Mais l’ambiance reste glaçante et la galerie de personnages rencontrés passionnante : une psychopathe cannibale qui dégaine plus vite que son ombre, un révérend aux allures de cow-boy qui devise avec sagesse… Entre virtuel et réalité, un joueur évoque sa solitude contemporaine exacerbée par la crise sanitaire « je ne suis pas sorti de chez moi depuis 20 jours, je me perds dans les forêts numériques » tandis qu’un autre philosophe : « On ne sait jamais où s’arrête notre part d’ombre avant d’avoir dominé quelques personnes, c’est une expérience sociologique et c’est aussi réel qu’on veut bien le croire.

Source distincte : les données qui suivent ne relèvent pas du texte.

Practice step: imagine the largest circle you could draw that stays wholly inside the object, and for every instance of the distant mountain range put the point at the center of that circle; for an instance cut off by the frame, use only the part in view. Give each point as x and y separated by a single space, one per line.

On influence l’histoire autant qu’on veut mais quand les masques tombent, il ne reste que la réalité. » Quant à Marco et Slug, amoureux dans la « vraie » vie, ils jouent ensemble mais font tout pour maintenir leur enfant à l’écart des jeux vidéo.
Univers parallèle, point de jonction entre deux mondes, Knit’s Island est une expérience bouleversante à tous les niveaux, plein cadre ou hors champ. « Je suis sidéré par cette prouesse visuelle qui a également la capacité à susciter des textes littéraires. Faisant preuve d’une audace narrative et technique, les réalisateurs sont véritablement pionniers dans leur approche », commente admiratif Karim Ghiyati, directeur d’Occitanie Films.
Soutenu par la Région et la Métropole de Montpellier, Knit’s Island, l’île sans fin est sorti au cinéma en avril dernier. Il a été projeté dans une centaine de festivals dans le monde où il a reçu 14 prix et est en salles au Japon. Une vingtaine de projections sont encore programmées en région Occitanie en novembre dans le cadre du Mois du documentaire. (liste sur artdeville.fr/agend’Oc)

Interview

Boris Garavini, producteur de Knit’s Island

Parlez-nous de la genèse de votre maison de production Les Films Invisibles (créée en 2014 et implantée à Alès – NDLR).
Originaire de Montpellier, j’ai suivi l’option Cinéma au lycée d’Alès où j’ai rencontré une bande de copains qui allaient devenir mes collaborateurs. Entre-temps je suis parti au Canada, en République tchèque, aux Philippines… mais l’idée de faire du cinéma me taraudait. J’avais réalisé un premier film Manille, évoquant les différentes influences de l’identité des Philippins : du coup, avec mes amis (cinq associés), nous nous en sommes servis pour lancer notre maison de production et demander les premières aides.

Comment avez-vous rencontré les réalisateurs de Knit’s island ?
Notre équipe est animée par l’envie de traiter des sujets ayant trait à l’ethnobotanique, l’anthropologie, les rapports à l’environnement, aux nouvelles technologies… En 2017, nous avons produit pour Arte une mini-série documentaire « Chroniques végétales » puis j’ai découvert Marlow Drive, premier court-métrage de ces trois étudiants qui étaient aux Beaux-Arts de Montpellier. J’ai été époustouflé de voir un documentaire porté à l’écran dans un monde virtuel. J’ai pris contact avec eux et nous nous sommes lancés.

Quel a été le ressort de ce projet ?
Les gamers sont souvent vus comme des nerds (personnes extrêmement incompétentes socialement et généralement intelligentes – NDLR) n’ayant aucune vie personnelle. Pour autant, la pratique de jeux vidéo est hypergénérationnelle, j’aimais bien cette idée de ne pas porter de jugement, d’être sans a priori et de pouvoir rencontrer une communauté internationale.

Quelles ont été les difficultés ?
Le film a mis cinq ans à se monter. Le projet a été compliqué à financer car nous étions sur un terrain qui n’avait jamais été défriché : il a fallu comprendre comment filmer dans un jeu, puis se sont posées des questions juridiques. Il fallait acquérir les droits d’un éditeur de jeu, ce qui n’a pas été facile, mais nous avons fini par obtenir l’accord de l’éditeur tchèque de DayZ (jeu vidéo sorti en 2013 – NDLR). Les trois réalisateurs ont passé 1 200 heures dans le jeu, soit neuf mois de tournage et quelques 120 heures de rush. Au final le film a coûté environ 200 000 euros. L’expérience a été bouleversante.